WASHINGTON — A new Congress opened for business Thursday to confront long- festering national problems, deficits and immigration among them, in an intensely partisan and crisis-driven era of divided government.
“The American dream is in peril,” said House Speaker John Boehner, re-elected to his post despite a mini-revolt in Republican ranks.
Moments after grasping an oversized gavel that symbolizes his authority, Boehner implored the assembly of newcomers and veterans in the 113th Congress to tackle the nation’s heavy burden of debt at long last.
“We have to be willing, truly willing, to make this right.”
Also on the agenda is the first significant effort at an overhaul of the tax code in more than a quarter century. Republicans and Democrats alike say they want to chop at a thicket of existing tax breaks and use the resulting revenue to reduce rates.
There were personal milestones aplenty as the winners of last fall’s races swore an oath of office as old as the republic.
Sens. Heidi Heitkamp of North Dakota, Elizabeth Warren of Massachusetts, Tammy Baldwin of Wisconsin, Mazie Hirono of Hawaii and Deb Fischer of Nebraska were among the newcomers sworn in, raising the number of women in the Senate to a record 20.
On the first day of a new term, one veteran made a stirring comeback. Republican Sen. Mark Kirk of Illinois returned to the Capitol for the first time since suffering a stroke a year ago, walking slowly up the 45 steps to the Capitol with the use of a cane. “Good to see you guys,” he said.
Across the Capitol, children and grandchildren squirmed through opening formalities that ended with Boehner’s election as the most powerful Republican in a government where President Barack Obama will soon be sworn in to a second term and his fellow Democrats control the Senate.

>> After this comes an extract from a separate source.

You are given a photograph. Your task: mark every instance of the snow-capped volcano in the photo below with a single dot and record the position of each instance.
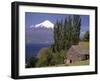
(45, 24)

“At $16 trillion and rising, our national debt is draining free enterprise and weakening the ship of state,” said the Ohio Republican, whose struggles to control his members persisted to the final weekend of the 112th Congress when “fiscal cliff” legislation finally cleared.
“The American dream is in peril so long as its namesake is weighed down by this anchor of debt.”
Boehner will lead a House that has a Republican majority of 233-200, with two vacancies, a loss of eight seats for the GOP. Fourteen Republicans declined to vote for him, a reflection of their unhappiness with his leadership, but several more defections would have been needed to deny him a first-ballot victory.